A wry smile curled his lips, lifting the edges of his mustache. “You speak Arabic like a Beduin.”

“And you speak Arabic like a Palestinian.”

He tipped his head to one side, acknowledging the point. “My family is originally from Gaza.”

“You’re with Hamas?”

He blinked and took a slow swallow of his tea before answering. “My apologies for not introducing myself. My name is Farrah. George Farrah.”

“Ah. So you’re a Christian,” she said. Arab men named George were always Christians.

“We Palestinians were the first Christians, you know,” he said softly. In Arabic, the word for Christian was Masihi, from the Aramaic word for Messiah. He leaned forward, his hazel eyes watching her face. “A hundred years ago, Arab Christians made up 40 percent of the population of Palestine. We are the descendents of the Jews who followed Jesus, of the Canaanites and Philistines who were here before the Jews but followed Christ, too, and of the Romans and Crusaders who came to the Holy Land and stayed.
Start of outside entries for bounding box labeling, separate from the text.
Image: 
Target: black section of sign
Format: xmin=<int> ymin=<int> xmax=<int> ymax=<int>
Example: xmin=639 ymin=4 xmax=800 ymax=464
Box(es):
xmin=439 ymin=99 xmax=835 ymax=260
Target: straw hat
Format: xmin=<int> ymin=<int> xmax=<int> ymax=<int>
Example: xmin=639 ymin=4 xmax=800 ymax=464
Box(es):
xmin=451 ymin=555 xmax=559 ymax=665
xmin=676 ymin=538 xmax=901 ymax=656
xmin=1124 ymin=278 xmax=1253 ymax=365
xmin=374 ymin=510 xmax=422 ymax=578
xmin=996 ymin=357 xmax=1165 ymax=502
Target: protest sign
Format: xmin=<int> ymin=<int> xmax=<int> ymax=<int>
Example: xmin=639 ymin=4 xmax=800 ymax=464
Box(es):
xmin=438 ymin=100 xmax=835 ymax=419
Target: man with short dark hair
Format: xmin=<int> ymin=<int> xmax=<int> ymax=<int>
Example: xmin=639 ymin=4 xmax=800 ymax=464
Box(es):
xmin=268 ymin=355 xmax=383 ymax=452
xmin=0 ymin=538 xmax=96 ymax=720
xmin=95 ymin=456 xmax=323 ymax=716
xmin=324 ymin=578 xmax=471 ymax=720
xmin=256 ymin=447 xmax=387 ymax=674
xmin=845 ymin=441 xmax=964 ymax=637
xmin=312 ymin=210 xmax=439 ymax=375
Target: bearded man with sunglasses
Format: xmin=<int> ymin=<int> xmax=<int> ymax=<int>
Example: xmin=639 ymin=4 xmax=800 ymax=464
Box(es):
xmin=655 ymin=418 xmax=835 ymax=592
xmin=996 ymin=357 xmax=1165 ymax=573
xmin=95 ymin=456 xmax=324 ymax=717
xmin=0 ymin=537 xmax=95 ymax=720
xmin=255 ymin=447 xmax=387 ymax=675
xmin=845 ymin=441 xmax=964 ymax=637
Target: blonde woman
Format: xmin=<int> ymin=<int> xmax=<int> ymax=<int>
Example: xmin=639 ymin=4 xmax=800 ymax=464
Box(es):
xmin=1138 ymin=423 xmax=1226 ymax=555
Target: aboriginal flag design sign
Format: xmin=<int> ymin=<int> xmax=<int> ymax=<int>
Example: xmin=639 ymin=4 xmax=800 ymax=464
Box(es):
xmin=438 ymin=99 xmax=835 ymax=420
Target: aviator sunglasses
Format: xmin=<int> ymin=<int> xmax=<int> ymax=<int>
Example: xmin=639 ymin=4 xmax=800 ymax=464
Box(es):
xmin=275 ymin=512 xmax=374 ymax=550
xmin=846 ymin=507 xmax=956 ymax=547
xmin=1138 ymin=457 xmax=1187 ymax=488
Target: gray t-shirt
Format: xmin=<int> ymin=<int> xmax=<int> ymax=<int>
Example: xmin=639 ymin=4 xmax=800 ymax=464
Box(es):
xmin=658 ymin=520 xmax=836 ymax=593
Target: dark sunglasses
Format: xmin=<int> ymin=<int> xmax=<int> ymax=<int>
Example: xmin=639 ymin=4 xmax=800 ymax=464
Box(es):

Now…” He spread his hands wide. “Now we are scattered all over the world in our own diaspora.”

He had unexpectedly graceful hands, with fingers that were long and lean and finely tapered, like a musician’s or an artist’s. As she watched his hands, he took another sip of his tea and said, “Why are you interested in Jasha Baklanov?”
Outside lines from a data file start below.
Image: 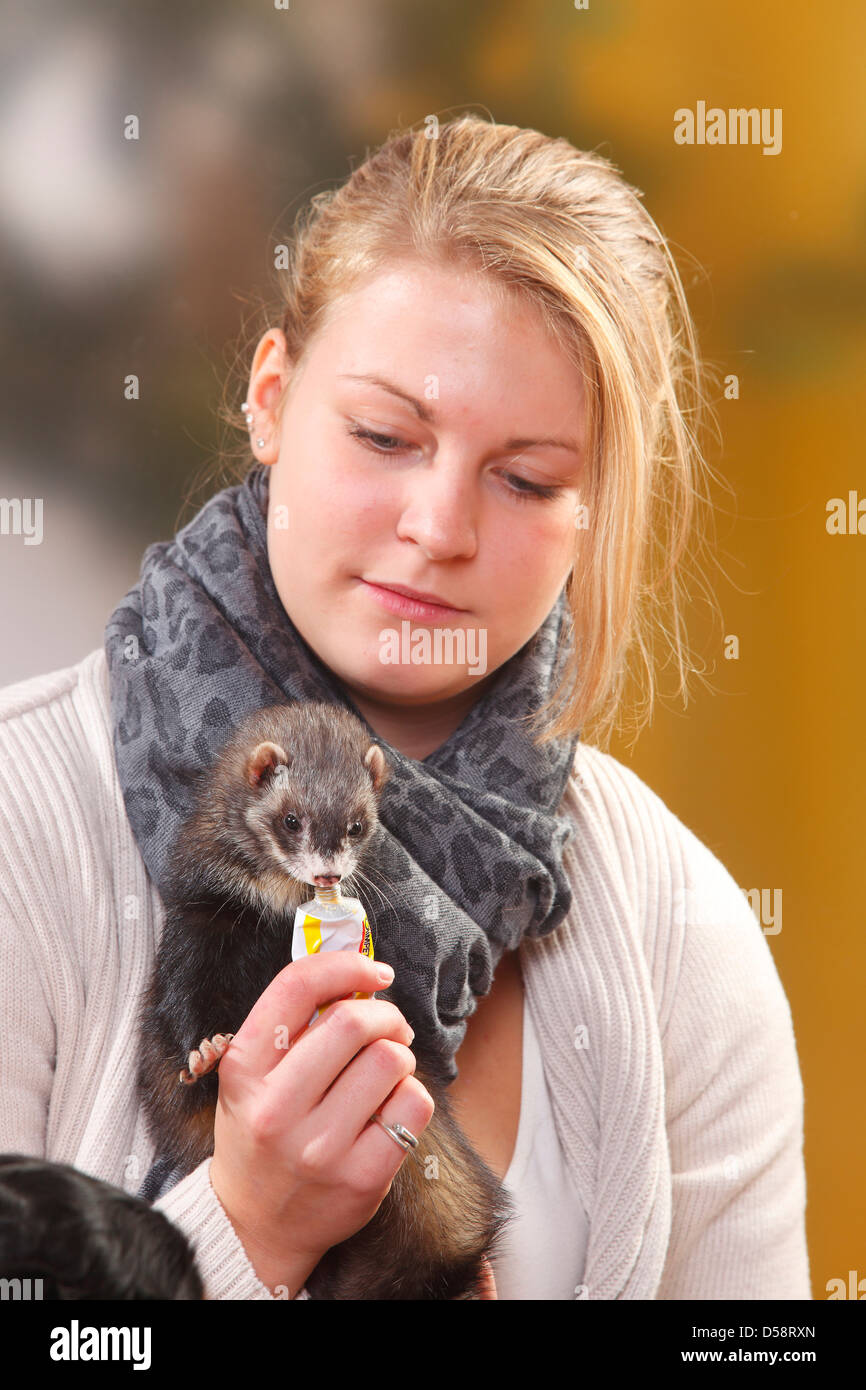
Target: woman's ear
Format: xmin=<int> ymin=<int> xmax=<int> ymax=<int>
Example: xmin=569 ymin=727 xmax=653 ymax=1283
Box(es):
xmin=364 ymin=744 xmax=391 ymax=796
“I’m interested in what Baklanov tried to sell you.”

“I didn’t buy it.”

“I know. I’m trying to find out who has it now.”

“That, I can’t help you with.”

Tobie leaned forward, her palms pressing flat against the aluminum tabletop. “The people who originally contacted Baklanov found out he was planning to double-cross them, and they killed him.”

George Farrah nodded. “I had heard he was dead.”

“Do you know who hired the
Yalena
to raise the U-boat?”

“Jasha never said.”

Tobie wasn’t sure whether he was telling the truth or not. She said, “You can’t tell me anything about them?”

Farrah rolled one shoulder in a typically Mediterranean shrug. “He said something about a Chechen, but he didn’t mention any names.”

“Chechens?” Tobie drew in a quick breath. “Could Baklanov have been dealing with al-Qa’ida?”

Farrah’s heavy brows drew together. “What would al-Qa’ida want with this?”

“Everyone says they’ve been trying to get their hands on a nuke for years.”

He sat back with a bark of laughter that ended abruptly. “Is that what you think Baklanov was selling? A nuclear weapon?”

Tobie shook her head, not understanding. “If it’s not a bomb, then what is it?”

Farrah sat very still. When he spoke, his voice was a harsh whisper. “Something worse. Something far worse.”

Tobie stared at him. “What could be worse than an atom bomb?”

“What could be worse?” He leaned forward, one hand coming up to punctuate the air between them, his lean musician’s fingers delicately curled. “I’ll tell you what would be worse: a biological weapon with the potential to kill two hundred million people or more.”